Thinking about it, I realized she was right: we often fail to show how gender roles play out in places we’re traveling. Needless to say, there’s a lot to discuss. So Morgan and I decided to take up our fan’s cue and share some of the ways we think this trip would have been different had we done Postulate One as a pair of females. We came up with four broad categories:

Access to Culture

Right off the bat, being female would have barred us from some male-dominated institutions along our route. A couple examples: Women are not allowed to enter the traditional tea houses of Turkey – especially those outside large cities. Similarly, workingmen’s bars in Indian towns are usually devoid of estrogen. In both cases, they are regarded as sanctuaries for men, and trying to enter one as a woman would provoke a fierce response.

What’s important isn’t that female travelers would miss out on Turkish Chai or Indian Malt Liquor; it’s that these institutions were central to our understanding of how those societies operated. They were where tales of hardship were exchanged in stories or drowned in alcohol; they were where business deals were made, and family allegiances cemented. They were where men let their guards down to talk about politics and religion and sexual desires in a candidness that wasn’t appropriate on the street.

In one Turkish village, we asked a man what his wife did while he spent hours at the tea house each evening. The tea house was the only business open late at night.

“She waits for me at home,” he responded.

As female travelers, we’d probably have been resigned to our hotel room.

Journalism

Pursuing stories as journalists would have been different as females. To begin with, I admit that we probably would have covered more female characters. A glance through our stories shows that the vast majority of characters are men, partly because access to them was easier and we related more. But in some countries it also would have been difficult to gain the trust of male sources who aren’t used to female strangers asking them personal questions. Again, I go to India – where interviewing men from a cotton farming village about their alcoholism wouldn’t have been appropriate. By the same token however, the wives in Brahmanapally were too shy to talk to us, and maybe if we were females they would have opened up.

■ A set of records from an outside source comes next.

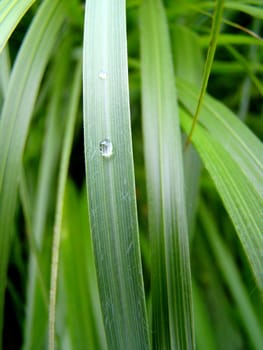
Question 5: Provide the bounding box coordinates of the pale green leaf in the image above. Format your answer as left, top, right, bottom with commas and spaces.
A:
140, 0, 194, 349
83, 0, 149, 350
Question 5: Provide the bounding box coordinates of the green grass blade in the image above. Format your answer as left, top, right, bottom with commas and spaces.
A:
49, 57, 82, 350
200, 205, 263, 350
172, 25, 204, 236
59, 182, 107, 350
226, 1, 263, 19
83, 0, 149, 350
226, 45, 263, 96
181, 110, 263, 289
140, 0, 194, 349
0, 0, 35, 52
0, 46, 10, 99
0, 0, 63, 344
186, 0, 224, 146
177, 79, 263, 196
24, 35, 72, 349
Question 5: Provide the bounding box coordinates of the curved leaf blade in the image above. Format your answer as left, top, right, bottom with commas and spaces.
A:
141, 0, 194, 349
83, 0, 149, 350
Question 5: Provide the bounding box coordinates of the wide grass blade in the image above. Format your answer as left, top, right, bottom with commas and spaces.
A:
181, 109, 263, 290
83, 0, 149, 350
0, 0, 63, 344
140, 0, 194, 349
0, 0, 35, 52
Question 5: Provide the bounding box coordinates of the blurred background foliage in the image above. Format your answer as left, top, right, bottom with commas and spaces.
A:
0, 0, 263, 350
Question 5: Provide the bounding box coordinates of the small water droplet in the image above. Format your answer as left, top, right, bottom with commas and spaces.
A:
99, 70, 108, 80
100, 139, 113, 158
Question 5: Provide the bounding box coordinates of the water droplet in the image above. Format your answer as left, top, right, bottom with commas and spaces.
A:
100, 139, 113, 158
99, 70, 108, 80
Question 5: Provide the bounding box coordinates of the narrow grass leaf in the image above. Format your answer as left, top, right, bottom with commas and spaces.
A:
0, 0, 63, 344
0, 0, 35, 52
83, 0, 149, 350
226, 1, 263, 19
0, 46, 10, 99
49, 61, 82, 350
24, 35, 72, 349
186, 0, 224, 146
140, 0, 194, 349
172, 25, 204, 233
200, 204, 263, 350
177, 79, 263, 196
181, 110, 263, 290
226, 45, 263, 96
59, 182, 107, 350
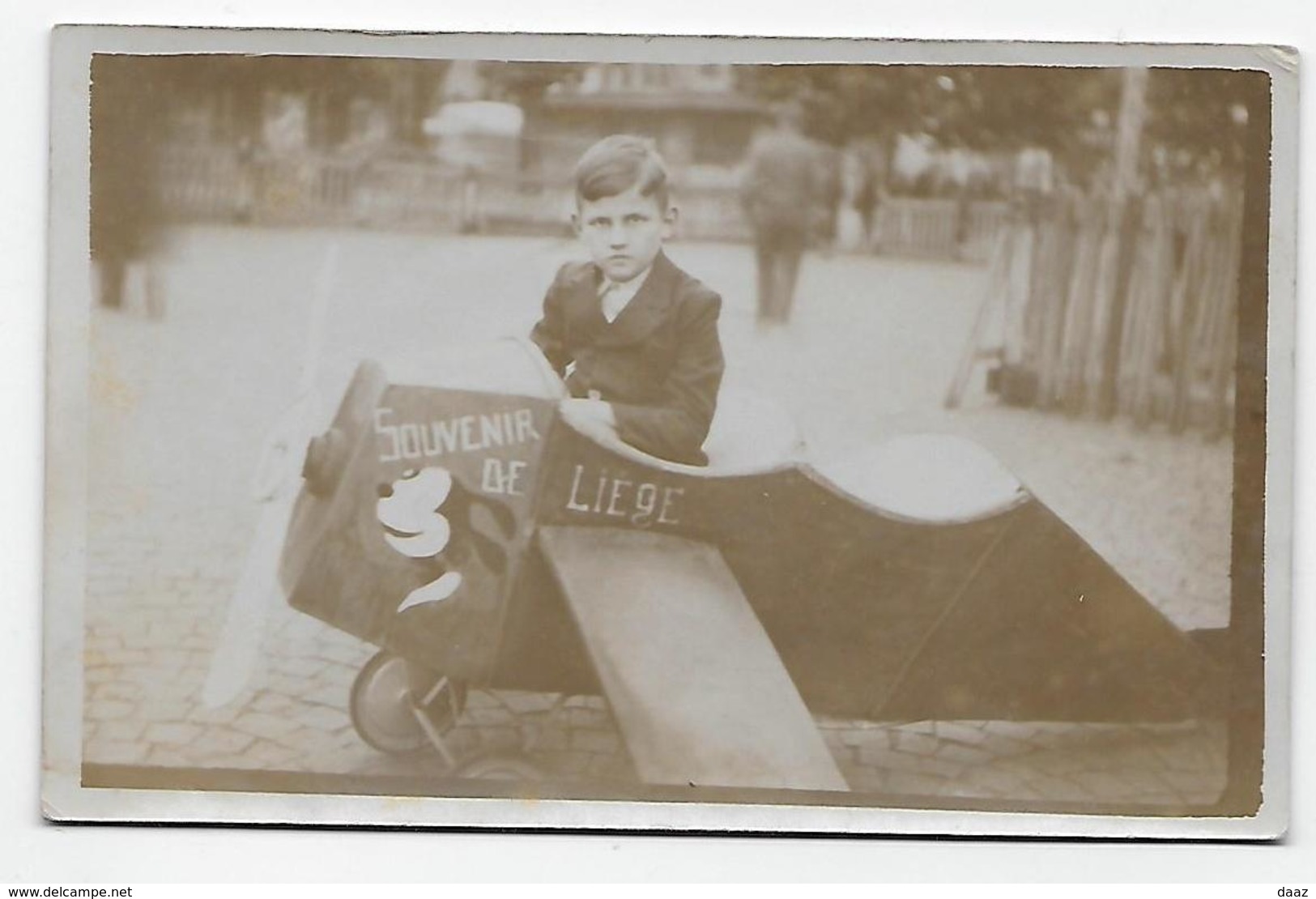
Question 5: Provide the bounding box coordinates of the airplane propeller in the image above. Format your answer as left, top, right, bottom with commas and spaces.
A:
202, 242, 339, 708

Additionally, the majority of nonfiction authors we’ve read in our free time are men. Out of the last 24 narrative journalism books I’ve read, only 5 have been authored by women. Much of this has been unconscious, but the result is that many of our stories follow suit, covering topics more appealing to guys – like our story about boxing in Thailand, or extreme mountain climbing in Georgia. There are many topics we’ve missed out on that two female journalists would have picked up.